Yesterday, I went with my daughter and a couple of friends to see Disney on Ice at the TSB Arena in Wellington. The girls frocked up, Isla in a curious but oh-so-practical combination of tutu, thermal vest and gumboots, Daisy in a very fetching princess dress. Us mums were soberly attired, but in our minds we were wearing the biggest tiaras! The show was everything we could have hoped for, and more. It was terrific. The ice skating was superb, the costumes and theatrics were sparkling, glittering and larger than life and, I thought it was well worth the ticket price. It was an hour and a half of Disney magic… and whatever your thoughts on the socio-political rights and wrongs of Disney, you cannot deny that they put on a damn good show.

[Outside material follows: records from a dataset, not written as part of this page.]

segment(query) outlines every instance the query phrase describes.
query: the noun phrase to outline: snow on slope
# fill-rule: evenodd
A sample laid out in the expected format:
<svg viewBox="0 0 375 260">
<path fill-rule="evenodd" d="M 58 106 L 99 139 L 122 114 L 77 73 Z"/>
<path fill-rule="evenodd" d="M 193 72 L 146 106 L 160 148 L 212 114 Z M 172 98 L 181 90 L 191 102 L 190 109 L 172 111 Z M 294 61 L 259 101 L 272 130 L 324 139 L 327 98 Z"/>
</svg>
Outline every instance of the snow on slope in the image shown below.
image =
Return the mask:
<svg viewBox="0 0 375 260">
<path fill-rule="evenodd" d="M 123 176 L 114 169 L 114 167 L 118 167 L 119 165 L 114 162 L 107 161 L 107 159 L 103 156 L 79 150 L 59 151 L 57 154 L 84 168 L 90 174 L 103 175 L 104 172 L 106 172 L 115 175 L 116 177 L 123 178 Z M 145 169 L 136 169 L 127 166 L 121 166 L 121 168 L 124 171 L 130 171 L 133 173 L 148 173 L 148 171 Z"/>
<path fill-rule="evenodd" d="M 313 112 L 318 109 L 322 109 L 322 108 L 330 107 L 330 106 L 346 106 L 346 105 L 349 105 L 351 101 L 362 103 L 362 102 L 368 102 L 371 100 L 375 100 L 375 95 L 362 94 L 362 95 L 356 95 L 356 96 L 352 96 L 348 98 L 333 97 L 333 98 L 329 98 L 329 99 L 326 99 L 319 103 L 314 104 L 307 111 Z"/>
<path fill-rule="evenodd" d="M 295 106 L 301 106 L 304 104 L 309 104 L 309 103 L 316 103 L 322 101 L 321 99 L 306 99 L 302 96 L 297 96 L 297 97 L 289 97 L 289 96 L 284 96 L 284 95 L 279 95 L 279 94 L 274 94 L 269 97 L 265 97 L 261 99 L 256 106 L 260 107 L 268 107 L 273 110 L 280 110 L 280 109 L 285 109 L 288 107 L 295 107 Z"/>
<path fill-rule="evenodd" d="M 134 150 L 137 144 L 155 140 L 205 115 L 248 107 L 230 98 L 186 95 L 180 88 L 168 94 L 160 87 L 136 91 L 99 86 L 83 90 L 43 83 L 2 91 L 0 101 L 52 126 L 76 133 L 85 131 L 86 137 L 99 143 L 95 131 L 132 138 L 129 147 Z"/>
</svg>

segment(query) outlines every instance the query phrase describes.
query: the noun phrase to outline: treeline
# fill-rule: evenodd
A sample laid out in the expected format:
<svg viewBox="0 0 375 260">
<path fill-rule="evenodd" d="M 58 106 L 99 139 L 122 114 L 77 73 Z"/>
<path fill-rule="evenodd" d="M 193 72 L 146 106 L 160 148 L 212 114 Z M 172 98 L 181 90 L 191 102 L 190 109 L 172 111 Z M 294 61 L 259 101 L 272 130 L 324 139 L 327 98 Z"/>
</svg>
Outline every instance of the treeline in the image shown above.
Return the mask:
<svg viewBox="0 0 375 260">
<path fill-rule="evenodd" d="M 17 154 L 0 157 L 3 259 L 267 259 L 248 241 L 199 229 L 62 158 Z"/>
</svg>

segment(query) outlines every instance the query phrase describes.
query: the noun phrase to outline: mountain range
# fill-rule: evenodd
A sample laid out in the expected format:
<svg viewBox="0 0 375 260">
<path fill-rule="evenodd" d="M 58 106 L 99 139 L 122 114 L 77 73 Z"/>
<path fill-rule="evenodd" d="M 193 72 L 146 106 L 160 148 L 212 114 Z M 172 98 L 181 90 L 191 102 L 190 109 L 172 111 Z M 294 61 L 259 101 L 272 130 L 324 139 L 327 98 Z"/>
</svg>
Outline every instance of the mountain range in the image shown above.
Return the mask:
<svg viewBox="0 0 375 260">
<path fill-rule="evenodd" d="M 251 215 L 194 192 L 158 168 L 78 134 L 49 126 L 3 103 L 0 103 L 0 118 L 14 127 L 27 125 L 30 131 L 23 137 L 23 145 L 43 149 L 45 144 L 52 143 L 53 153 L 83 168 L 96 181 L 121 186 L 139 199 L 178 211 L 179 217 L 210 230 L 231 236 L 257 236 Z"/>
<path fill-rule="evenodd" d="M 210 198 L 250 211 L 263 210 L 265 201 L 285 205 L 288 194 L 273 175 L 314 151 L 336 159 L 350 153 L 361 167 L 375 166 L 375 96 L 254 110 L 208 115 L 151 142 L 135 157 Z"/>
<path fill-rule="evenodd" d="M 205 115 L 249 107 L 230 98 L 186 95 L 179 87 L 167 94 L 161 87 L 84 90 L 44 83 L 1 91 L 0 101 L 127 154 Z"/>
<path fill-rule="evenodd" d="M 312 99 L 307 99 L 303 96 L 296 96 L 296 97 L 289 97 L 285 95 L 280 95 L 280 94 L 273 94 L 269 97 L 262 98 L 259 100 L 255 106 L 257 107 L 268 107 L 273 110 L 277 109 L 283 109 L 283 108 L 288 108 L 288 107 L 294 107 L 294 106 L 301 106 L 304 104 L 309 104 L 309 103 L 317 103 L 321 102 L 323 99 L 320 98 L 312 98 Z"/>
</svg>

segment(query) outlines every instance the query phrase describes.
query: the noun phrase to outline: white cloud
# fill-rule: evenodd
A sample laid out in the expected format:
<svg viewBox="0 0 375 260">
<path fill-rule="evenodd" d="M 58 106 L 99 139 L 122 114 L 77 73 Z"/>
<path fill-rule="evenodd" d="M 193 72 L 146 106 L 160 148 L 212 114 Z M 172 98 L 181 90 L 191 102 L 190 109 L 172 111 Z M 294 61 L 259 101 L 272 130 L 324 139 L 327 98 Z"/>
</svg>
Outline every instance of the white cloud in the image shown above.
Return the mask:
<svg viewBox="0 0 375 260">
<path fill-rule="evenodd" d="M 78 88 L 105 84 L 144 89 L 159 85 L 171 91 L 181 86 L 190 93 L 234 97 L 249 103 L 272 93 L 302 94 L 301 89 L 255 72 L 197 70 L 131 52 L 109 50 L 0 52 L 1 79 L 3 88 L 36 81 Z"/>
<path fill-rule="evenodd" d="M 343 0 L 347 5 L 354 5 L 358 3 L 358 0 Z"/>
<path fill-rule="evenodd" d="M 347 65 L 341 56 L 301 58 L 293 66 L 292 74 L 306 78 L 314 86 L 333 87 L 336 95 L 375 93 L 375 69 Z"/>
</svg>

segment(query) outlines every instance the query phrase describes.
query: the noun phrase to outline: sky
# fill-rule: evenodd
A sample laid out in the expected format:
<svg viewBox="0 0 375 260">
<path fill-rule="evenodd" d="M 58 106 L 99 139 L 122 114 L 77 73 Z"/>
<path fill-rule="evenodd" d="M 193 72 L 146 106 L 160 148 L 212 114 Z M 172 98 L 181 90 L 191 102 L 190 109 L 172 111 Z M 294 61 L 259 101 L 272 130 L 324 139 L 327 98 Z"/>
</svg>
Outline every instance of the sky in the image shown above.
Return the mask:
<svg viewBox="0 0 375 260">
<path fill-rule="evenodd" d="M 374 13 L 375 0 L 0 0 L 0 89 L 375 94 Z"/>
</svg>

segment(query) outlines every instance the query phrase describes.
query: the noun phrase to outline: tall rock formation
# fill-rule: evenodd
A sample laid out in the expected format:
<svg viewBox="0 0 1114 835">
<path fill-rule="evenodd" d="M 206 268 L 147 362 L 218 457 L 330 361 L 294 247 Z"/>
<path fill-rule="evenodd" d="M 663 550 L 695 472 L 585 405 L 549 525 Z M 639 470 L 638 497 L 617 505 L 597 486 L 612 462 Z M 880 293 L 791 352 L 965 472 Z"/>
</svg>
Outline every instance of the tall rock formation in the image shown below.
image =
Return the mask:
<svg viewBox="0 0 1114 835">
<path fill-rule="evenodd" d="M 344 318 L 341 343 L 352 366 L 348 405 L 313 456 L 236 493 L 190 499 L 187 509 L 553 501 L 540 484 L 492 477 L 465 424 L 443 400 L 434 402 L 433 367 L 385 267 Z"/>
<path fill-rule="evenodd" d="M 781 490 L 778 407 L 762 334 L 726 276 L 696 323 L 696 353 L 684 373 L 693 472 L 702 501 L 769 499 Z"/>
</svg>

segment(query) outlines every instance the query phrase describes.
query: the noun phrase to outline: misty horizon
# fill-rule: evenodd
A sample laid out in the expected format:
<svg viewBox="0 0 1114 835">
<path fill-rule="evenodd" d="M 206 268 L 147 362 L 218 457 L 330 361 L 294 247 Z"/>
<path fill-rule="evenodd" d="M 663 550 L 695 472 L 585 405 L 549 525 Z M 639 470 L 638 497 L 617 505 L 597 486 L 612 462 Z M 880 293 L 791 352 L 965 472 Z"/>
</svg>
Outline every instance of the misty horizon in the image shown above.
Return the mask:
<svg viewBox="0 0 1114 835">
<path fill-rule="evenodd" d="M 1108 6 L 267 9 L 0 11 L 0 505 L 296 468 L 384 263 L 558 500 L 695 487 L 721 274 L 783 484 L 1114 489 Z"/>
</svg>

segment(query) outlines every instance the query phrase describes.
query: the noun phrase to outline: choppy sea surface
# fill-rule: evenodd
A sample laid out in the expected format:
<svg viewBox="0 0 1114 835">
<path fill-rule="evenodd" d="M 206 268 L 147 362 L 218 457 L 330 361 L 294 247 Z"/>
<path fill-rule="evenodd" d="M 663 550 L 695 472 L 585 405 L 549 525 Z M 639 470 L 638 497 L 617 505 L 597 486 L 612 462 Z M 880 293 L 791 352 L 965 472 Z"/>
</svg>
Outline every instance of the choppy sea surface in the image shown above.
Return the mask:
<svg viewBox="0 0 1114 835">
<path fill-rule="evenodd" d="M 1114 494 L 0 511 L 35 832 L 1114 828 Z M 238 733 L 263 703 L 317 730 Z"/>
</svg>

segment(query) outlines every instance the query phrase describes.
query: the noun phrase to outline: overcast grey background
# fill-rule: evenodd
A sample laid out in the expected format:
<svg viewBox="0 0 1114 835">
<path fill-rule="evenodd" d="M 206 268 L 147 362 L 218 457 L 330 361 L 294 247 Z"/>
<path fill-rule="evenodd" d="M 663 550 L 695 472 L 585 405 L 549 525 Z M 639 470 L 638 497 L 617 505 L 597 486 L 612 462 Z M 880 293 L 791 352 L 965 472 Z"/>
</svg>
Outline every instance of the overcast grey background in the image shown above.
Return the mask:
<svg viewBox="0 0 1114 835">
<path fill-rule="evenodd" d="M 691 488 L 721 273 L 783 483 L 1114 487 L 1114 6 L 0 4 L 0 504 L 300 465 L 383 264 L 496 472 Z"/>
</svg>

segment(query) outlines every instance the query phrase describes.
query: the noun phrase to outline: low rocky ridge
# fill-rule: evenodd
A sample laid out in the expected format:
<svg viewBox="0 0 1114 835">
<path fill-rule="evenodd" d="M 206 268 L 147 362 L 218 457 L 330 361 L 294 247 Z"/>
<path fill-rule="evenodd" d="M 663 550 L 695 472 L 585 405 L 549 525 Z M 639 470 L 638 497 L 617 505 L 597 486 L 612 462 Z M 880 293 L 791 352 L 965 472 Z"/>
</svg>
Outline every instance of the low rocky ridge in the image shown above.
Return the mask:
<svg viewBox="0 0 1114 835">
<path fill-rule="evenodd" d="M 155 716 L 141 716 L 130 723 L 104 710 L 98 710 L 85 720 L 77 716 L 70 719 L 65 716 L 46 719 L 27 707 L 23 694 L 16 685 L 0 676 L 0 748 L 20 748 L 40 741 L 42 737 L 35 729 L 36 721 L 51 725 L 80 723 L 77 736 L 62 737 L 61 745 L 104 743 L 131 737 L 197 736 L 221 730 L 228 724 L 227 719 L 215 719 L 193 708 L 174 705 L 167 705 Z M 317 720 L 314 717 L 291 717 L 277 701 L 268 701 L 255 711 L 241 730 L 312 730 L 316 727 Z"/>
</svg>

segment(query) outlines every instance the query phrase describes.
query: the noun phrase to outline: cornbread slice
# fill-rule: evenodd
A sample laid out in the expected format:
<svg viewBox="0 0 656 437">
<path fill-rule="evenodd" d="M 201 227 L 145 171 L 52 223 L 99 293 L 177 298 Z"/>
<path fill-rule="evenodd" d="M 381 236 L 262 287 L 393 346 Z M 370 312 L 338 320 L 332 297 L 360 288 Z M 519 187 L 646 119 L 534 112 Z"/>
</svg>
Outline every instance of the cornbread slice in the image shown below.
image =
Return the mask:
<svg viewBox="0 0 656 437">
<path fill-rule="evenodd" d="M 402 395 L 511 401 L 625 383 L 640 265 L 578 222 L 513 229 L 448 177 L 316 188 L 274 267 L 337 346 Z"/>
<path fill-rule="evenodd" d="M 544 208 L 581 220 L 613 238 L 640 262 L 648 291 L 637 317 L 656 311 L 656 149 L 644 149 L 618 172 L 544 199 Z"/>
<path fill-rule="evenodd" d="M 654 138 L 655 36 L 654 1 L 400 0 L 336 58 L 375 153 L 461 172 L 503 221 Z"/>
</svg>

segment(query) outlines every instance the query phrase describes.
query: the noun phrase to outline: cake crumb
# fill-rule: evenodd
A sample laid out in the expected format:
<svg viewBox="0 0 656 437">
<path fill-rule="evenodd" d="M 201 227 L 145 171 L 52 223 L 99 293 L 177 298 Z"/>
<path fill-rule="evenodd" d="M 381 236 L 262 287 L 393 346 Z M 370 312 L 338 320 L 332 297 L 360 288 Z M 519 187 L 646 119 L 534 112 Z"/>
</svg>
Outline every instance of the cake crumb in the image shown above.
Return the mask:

But… and trust me, I don’t want to spoil a wonderful day out with the kids with a ‘but’…. some corporate executive must having been laughing hard enough to cause an injury when they dreamed up the prices at the concessions stands.
- Popcorn – $15
- Slushies – $16
- Candy Floss – $18
And so, ok, each of the above items were Disney’ed to the max, encased in moulded plastic and branded to within an inch of its life. But, really? $16 for some coloured iced water? If this isn’t cynical profiteering leveraging on the perfect combination of stressed out parents and way-over-excited kids, then I don’t know what is.
For me, the prices were so high as to be ridiculous, and I was more than happy to explain to Isla that mummy doesn’t like being taken advantage of by aggressive marketing and contemptuous pricing (I’m paraphrasing… she’s 4!). But, for many other parents the argument would have been more difficult to sustain. The atmosphere was designed to ramp up the hysteria around these products – tightly packed spaces, music, Disney pink and blue everywhere you looked, concessions staff touting goods on poles and sticks and baskets. It was resolve-sapping stuff!
I appreciate these events aren’t run for the good of our health, and that the various parties involved are in it to make money. But, one look at these prices and you’d think the success of the business model was based on the price of candy floss. I’m no business brain, but I’d have hoped there was more to it than that.
And don’t even get me started on the environmental, ethical issues of peddling vast amounts of plastic toot to kids… grrr.
Anyway, as my mum always says, end a bitch and a moan on a high note! Through Facebook, we were advised by friends of the pop corn extortion (thank you, Tracey Cassells!), and en-snacked ourselves on reasonably priced goods from the local supermarket. And that is now my advice to you – if you are going to this or any other spangly event, then BYO!